I was sent to Dandong with a plaster cast on my leg and with my new-born baby, who was not even one month old. Then we were transferred into Shinuiju detention center. My broken leg was almost healed by then, but it grew shorter than the other leg, and to this day it still feels awkward.

While staying at the hospital, I was in the same room with a Chinese patient, and she and her family had given me clothes and 200RMB in cash. This cash money helped me survive the three months in the detention center. Conditions in that center were so traumatic that a few of the women in our cell died from illnesses brought on by malnutrition.

It was even worse in the cell facing us. Men were confined there, and on some days as many as six men would die.

By the time I was released from the detention center, it was already winter, and I realized that my baby and I did not have enough clothing. The severe North Korean winter added to our hardships, and my baby suffered especially severely. I decided it would be impossible for us to survive the winter in North Korea. After dark, I placed my baby on my back and crossed the frozen river separating us from China. That got me to xxx. I found it impossible to continue walking in the dark, so I stopped at a house and knocked on the door. The family living at the house was kind enough to allow us to stay overnight then in the morning gave me enough money to go to Yanji.

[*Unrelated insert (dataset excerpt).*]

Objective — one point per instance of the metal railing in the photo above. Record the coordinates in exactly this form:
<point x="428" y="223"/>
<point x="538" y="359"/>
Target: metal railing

In Yanji, one of the family’s relatives took pity on my baby and gave me 150 RMB. The next day, I went to a village in xxx and found a house which that relative had suggested I visit. This was my first time to visit this place without being sold. At the house, I found an old mother and an elderly son living together. They accepted me and my child, so we stayed with them for three years. While I lived with them, in response to their request, I bore a son by the man.

However, the man was eventually arrested for burglarizing a factory and sent to prison. Later, I learned that the man was an ex-convict and had been convicted previously of burglary and fighting.

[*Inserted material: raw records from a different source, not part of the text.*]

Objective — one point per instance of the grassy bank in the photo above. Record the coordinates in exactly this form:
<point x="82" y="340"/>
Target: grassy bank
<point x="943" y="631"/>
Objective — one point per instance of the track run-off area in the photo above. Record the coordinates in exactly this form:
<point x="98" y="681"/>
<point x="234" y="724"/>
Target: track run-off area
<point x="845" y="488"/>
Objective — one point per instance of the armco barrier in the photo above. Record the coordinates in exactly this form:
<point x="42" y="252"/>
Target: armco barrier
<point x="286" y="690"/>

I was unable to raise two children by myself, so I adopted out my eldest son to a family living in Shandong Province, then left my second son with the man’s mother. In the fall of 2006, I went back to Yanji to earn money.

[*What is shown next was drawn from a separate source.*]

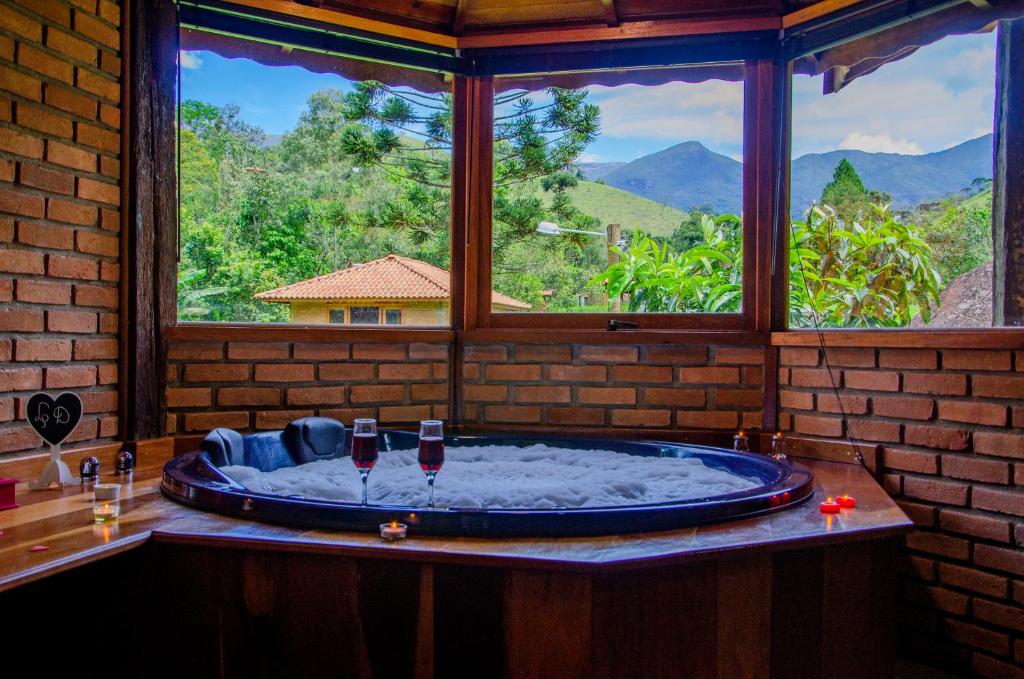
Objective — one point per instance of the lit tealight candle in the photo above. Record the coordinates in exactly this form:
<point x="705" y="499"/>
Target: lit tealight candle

It broke my heart, as a mother, to give up my 7-year old boy, who had miraculously survived my five-story jump. I was incapable, however, of giving him the chance to gain a proper education.

Once I returned to Yanji, I met a man who introduced himself as a Korean minister. He told me that he would take me to South Korea if I would sign a legal-looking paper. There are people like him who persuade North Korean female defectors to go to South Korea with them, but who actually sexually use and abuse the women, cheat them and try to sell them.

I had already experienced such frauds, so I knew to reject the offers. Instead, I found a job washing dishes at a restaurant. The chef at the restaurant is now my husband. He continued to help me even after he learned about my background, and he even suggested we exchange living quarters to help me avoid the danger of police crackdowns. We ended up living in xxx.

Eventually, however, we ran into financial difficulties and heavy debt, so my husband decided to work away from home. He went to South Korea. Right now, I have nowhere I can go. Recently, the Chinese police have also begun cracking down harder on North Korean defectors here in xxx. I want to get out of this miserable life with no nationality and no hope. Please, I can only beg for your help.